Do you like the movie Forrest Gump? It is most definitely among my favourites. The humorous heartwarming bittersweet story of one man and his quest for love and meaning in a world that doesn’t quite understand him. Interwoven amongst the great historical events of recent history, with Gump popping up in Vietnam, alongside Richard Nixon at Watergate, and excelling at Olympic ping-pong. It stars Tom Hanks, that most trustworthy of actors. Yet it isn’t a true story. Superb editing of historic film, and some creative storytelling, combine to make a narrative that is oh so believable yet ultimately not true. Enjoyable, but most definitely a collection of alternative facts.

The book I’m reviewing today is a bit like that film. The opening is a pepper pot your of the last hundred years or so of history. The character we are looking for is trust. And, thanks to the excellent writing style of Mark Meynell, and his careful examination of history and culture, this trust is nowhere to be found. Some might find this book rather hard going – Meynell doggedly goes through the various ways, over time, in which trust has been betrayed and destroyed in powerful individuals, institutions, and traditional power structures. The key, as some might recognise but others might ignore, is power. This is not a book about power – except, subtly and carefully and cruciform, towards the end – but instead a book about the restoration of trust, rooted in the restoration of all things.

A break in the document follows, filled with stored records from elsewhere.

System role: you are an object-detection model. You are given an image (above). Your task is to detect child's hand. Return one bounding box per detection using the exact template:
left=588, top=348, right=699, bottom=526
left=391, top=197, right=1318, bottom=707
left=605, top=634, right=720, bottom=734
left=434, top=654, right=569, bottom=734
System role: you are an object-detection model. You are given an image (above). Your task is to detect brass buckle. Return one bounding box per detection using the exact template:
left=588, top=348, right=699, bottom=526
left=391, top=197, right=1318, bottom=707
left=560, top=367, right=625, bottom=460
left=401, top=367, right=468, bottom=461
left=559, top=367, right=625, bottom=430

But this review is getting ahead of itself.

From the beginning to the end of this book, and interwoven along the journey, is Mark’s personal story, some of the struggles he’s faced, and some friends he’s made and lost. Like Forrest Gump, some of these friends were bit players in some of the 20th century’s great dramas. These stories are woven in to his argument and ‘literature review’ of recent history in a way that isn’t trite but faithful. This is a book rooted in real human experience – but written with sensitivity and depth of genuine reflection that is occasionally disarming. I regularly read books where there are quotes I want to come back to, or ideas I’d like to mull over. When I do, I turn a page corner. This book, or at least my copy of it, is nearly twice as thick at the back as at the front, due to the number of folded corners, some of them folded with largesse. This was a book I raved to my wife about, smiled at on the tube, and have been encouraging people to read. It is timely, and perhaps prophetic in parts.

This book is also deeply practical. Whether it is the simple summaries at the end of each chapter, the book’s embedded-ness in history and current affairs, or the ever-relevant biblical medicine applied so well towards the end, this is a book for normal people, people who are thinking but troubled by the world we find ourselves in. I would hope that this book is widely read – certainly by anyone presuming to be a ‘leader’, but by anyone concerned by the degradation of society, the simplification of debate, and the threatening rise of ‘post-truth culture’ and ‘alternative facts’.

Mark has also written the brilliant When Darkness Seems my closest friend, on life and ministry with depression.